Ivan, instead of pointing us to a ton of heavy-weight documents,
please tell us what the problem is in simple words.
Currently I don't have the time to figure this out in detail.
I found the following specification for implementation of Utf8 to String converter:
None of the UTFs can generate every arbitrary byte sequence.
For example, in UTF-8 every byte of the form 110xxxxx2 must be followed with a byte of the form 10xxxxxx2.
A sequence such as <110xxxxx2 0xxxxxxx2> is illegal, and must never be generated.
When faced with this illegal byte sequence while transforming or interpreting,
a UTF-8 conformant process must treat the first byte 110xxxxx2 as an illegal termination error:
for example, either signaling an error, filtering the byte out,
or representing the byte with a marker such as FFFD (REPLACEMENT CHARACTER).
In the latter two cases, it will continue processing at the second byte 0xxxxxxx2.
Here is my solution which obeys the specification above:
Helmut, your version has a serious bug.
It may return truncation in case of a format error.
Also there is no decent recovery after a format error.
I tried to avoid the problem of recovery after a format error
by returning immediately.
Ivan, if your concern is about using 'invalid' 16-bit Unicodes, this can be ignored.
Component Pascal does not do any checks when converting a character code to a CHAR.
Why should the Utf8 converter be more strict than the Component Pascal language?
I am convinced that it is enough for us to follow the definition in Wikipedia
and do a simple and efficient conversion for all 16-bit characters.
Note that the conversion is used heavily by the compiler. You don't want to
introduce meaningless checks there and slow down the compiler.
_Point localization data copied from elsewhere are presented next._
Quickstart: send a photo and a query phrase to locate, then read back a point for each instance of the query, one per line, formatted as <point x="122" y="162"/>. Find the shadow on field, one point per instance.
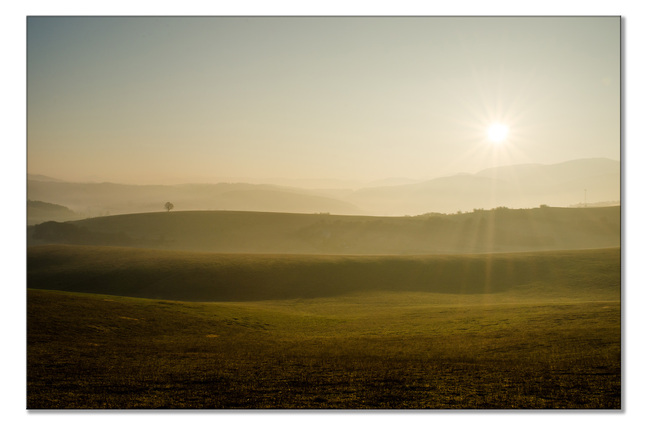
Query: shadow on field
<point x="229" y="277"/>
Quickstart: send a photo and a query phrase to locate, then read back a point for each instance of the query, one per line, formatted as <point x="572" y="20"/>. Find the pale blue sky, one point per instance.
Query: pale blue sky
<point x="172" y="100"/>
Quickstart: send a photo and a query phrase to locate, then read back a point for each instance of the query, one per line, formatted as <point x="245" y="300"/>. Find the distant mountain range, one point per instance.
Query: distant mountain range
<point x="519" y="186"/>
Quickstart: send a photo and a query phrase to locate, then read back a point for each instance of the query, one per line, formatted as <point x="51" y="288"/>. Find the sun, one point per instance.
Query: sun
<point x="497" y="132"/>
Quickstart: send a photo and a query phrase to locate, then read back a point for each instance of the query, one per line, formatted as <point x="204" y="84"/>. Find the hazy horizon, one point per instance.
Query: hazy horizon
<point x="168" y="100"/>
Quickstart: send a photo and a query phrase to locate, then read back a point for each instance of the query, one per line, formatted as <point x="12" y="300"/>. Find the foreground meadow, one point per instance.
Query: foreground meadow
<point x="535" y="344"/>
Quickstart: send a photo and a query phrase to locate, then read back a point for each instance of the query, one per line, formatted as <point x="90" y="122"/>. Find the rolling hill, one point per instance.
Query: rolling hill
<point x="190" y="276"/>
<point x="497" y="230"/>
<point x="517" y="186"/>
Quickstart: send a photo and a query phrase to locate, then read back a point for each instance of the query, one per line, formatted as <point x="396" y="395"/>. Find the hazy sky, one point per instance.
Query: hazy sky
<point x="175" y="100"/>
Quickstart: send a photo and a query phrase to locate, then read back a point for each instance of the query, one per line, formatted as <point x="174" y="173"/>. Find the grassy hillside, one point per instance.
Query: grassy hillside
<point x="238" y="277"/>
<point x="497" y="230"/>
<point x="376" y="350"/>
<point x="98" y="198"/>
<point x="38" y="212"/>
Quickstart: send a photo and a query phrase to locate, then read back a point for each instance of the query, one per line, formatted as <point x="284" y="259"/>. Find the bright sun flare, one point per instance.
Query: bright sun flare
<point x="497" y="132"/>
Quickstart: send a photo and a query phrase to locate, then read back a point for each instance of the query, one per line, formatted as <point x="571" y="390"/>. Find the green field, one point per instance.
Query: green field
<point x="134" y="328"/>
<point x="480" y="231"/>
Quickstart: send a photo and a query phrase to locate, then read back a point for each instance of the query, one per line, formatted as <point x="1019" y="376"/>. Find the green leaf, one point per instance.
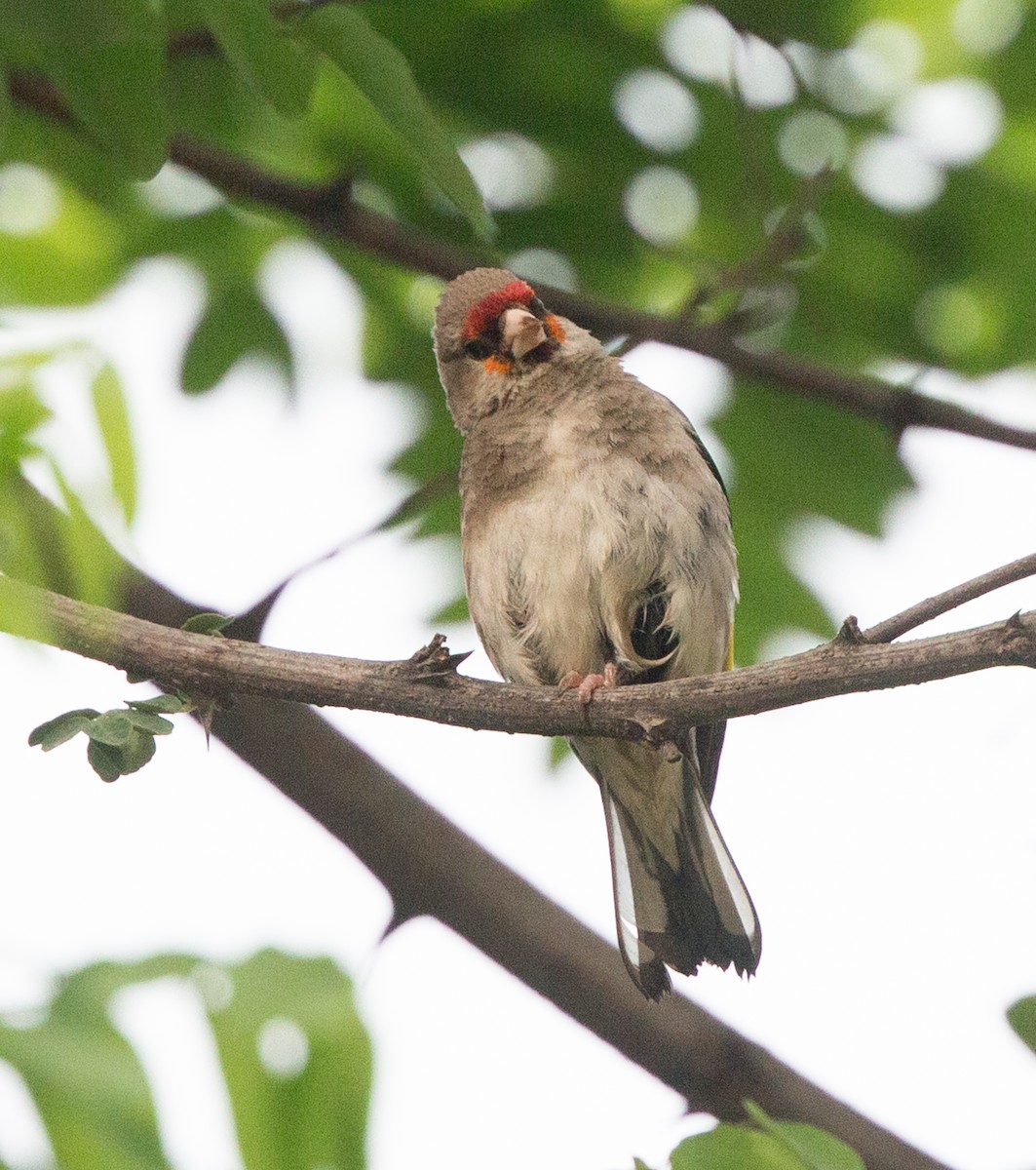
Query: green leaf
<point x="94" y="1098"/>
<point x="113" y="421"/>
<point x="235" y="323"/>
<point x="818" y="1150"/>
<point x="5" y="105"/>
<point x="733" y="1148"/>
<point x="110" y="760"/>
<point x="162" y="705"/>
<point x="382" y="75"/>
<point x="59" y="730"/>
<point x="1022" y="1018"/>
<point x="148" y="723"/>
<point x="106" y="58"/>
<point x="308" y="1106"/>
<point x="111" y="728"/>
<point x="106" y="761"/>
<point x="138" y="750"/>
<point x="207" y="623"/>
<point x="275" y="65"/>
<point x="93" y="566"/>
<point x="83" y="1076"/>
<point x="21" y="413"/>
Helmut, your version has another drawback.
It optimizes the error detection instead of optimizing the successful cases.
Look at "ELSIF ch < 0C0X". In my version this is only executed if a 2-byte sequence is detected.
In your version this is always executed and thereby slows down the conversion of 3-byte sequences.
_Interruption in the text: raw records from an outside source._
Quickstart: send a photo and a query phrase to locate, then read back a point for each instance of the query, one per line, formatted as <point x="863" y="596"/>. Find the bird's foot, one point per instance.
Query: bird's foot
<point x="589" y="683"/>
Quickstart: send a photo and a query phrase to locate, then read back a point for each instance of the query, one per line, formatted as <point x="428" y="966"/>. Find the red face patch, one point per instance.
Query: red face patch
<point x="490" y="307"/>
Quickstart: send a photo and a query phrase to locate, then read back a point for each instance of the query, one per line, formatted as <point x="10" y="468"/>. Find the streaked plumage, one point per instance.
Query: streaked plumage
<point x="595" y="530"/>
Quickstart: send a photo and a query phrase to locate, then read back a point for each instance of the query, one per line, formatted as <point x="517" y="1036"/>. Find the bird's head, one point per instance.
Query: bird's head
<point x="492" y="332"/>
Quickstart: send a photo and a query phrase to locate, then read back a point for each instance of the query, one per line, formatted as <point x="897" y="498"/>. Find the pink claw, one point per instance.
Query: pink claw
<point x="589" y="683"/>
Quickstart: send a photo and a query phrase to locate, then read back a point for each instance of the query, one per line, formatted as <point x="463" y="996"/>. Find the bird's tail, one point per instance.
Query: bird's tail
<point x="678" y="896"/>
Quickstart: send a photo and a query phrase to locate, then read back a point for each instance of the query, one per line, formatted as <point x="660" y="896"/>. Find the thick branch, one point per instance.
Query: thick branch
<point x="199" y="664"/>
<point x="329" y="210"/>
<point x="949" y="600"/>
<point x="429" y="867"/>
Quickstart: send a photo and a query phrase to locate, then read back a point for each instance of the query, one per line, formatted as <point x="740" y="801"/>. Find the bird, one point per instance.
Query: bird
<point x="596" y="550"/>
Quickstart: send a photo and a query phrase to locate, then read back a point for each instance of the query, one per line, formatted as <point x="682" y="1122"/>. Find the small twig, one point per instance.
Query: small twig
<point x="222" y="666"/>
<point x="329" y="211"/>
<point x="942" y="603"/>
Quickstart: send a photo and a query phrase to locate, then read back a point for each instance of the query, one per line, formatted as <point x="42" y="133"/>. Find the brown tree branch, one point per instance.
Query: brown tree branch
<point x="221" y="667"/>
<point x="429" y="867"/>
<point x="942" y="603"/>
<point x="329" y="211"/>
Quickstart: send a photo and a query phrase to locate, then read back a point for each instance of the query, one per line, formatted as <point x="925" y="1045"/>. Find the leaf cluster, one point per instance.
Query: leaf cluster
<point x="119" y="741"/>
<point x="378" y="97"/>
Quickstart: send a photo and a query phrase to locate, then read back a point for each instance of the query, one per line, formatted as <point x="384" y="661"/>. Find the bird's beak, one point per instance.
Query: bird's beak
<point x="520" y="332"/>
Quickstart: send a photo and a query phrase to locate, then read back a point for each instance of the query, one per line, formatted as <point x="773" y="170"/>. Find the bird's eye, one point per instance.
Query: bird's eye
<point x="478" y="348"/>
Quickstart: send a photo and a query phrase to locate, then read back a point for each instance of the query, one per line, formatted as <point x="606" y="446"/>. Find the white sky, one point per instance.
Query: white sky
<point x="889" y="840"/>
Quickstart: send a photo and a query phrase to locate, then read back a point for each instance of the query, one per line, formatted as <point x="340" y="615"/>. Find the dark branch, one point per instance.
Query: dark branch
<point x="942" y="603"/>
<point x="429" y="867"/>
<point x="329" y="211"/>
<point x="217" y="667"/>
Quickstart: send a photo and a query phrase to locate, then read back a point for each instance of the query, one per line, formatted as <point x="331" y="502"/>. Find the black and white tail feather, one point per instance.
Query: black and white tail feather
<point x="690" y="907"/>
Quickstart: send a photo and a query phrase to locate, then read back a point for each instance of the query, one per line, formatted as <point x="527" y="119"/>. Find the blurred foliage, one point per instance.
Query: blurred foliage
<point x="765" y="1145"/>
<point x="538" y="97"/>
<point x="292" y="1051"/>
To summarize the current state, IMHO neither Ivan's nor your version is
an improvement over my version.
Josef Templ wrote:Component Pascal does not do any checks when converting a character code to a CHAR.
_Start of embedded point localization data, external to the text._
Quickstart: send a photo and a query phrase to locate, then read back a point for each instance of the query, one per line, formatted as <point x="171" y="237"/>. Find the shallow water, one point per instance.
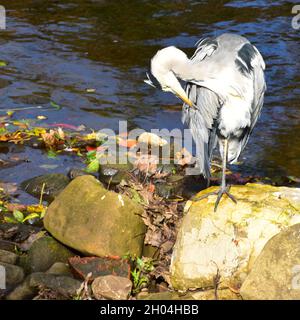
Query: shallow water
<point x="57" y="49"/>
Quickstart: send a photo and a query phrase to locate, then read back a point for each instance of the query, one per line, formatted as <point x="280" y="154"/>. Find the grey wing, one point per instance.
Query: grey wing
<point x="259" y="88"/>
<point x="202" y="121"/>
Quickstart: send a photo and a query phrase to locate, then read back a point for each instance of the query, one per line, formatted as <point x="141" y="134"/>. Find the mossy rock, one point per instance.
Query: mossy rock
<point x="95" y="221"/>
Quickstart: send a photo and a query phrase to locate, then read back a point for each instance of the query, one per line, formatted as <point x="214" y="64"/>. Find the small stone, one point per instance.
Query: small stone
<point x="8" y="257"/>
<point x="23" y="291"/>
<point x="60" y="268"/>
<point x="63" y="285"/>
<point x="43" y="253"/>
<point x="152" y="139"/>
<point x="99" y="267"/>
<point x="53" y="183"/>
<point x="13" y="274"/>
<point x="111" y="287"/>
<point x="113" y="174"/>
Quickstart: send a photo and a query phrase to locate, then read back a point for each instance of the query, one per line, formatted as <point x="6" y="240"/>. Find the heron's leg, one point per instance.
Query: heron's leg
<point x="224" y="189"/>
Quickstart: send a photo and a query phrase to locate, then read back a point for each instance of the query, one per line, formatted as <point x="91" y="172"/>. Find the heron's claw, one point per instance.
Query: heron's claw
<point x="224" y="190"/>
<point x="219" y="194"/>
Why should the Utf8 converter be more strict than the Component Pascal language?
NO!! This converter exported, so it can be used not only for BlackBox inside work, but also in module Strings and for hundreds of other tasks. UTF-8 is everywhere. So we should think about this.
Ivan, please keep it simple. You are inventing problems that don't exist.
Our Utf-8 converters convert any 'Valid' Component-Pascal string into Utf-8 AND back.
In Component Pascal a string is valid if it is 0X terminated.
Since Component-Pascal does not restrict the character codes, why should the Utf-8 converter?
With your approach you end up for some strings in a legal StringToUtf8 conversion that
cannot be converted back by Utf8ToString. This is really strange
and the alternative is so obvious and so simple.
I decided to delete all error detection except buffer overflow (res = 1).
Because:
- Format errors inside identifier does not occur
- The procedure is much faster
- The procedure is easier to understand
Back to the root is the best solution.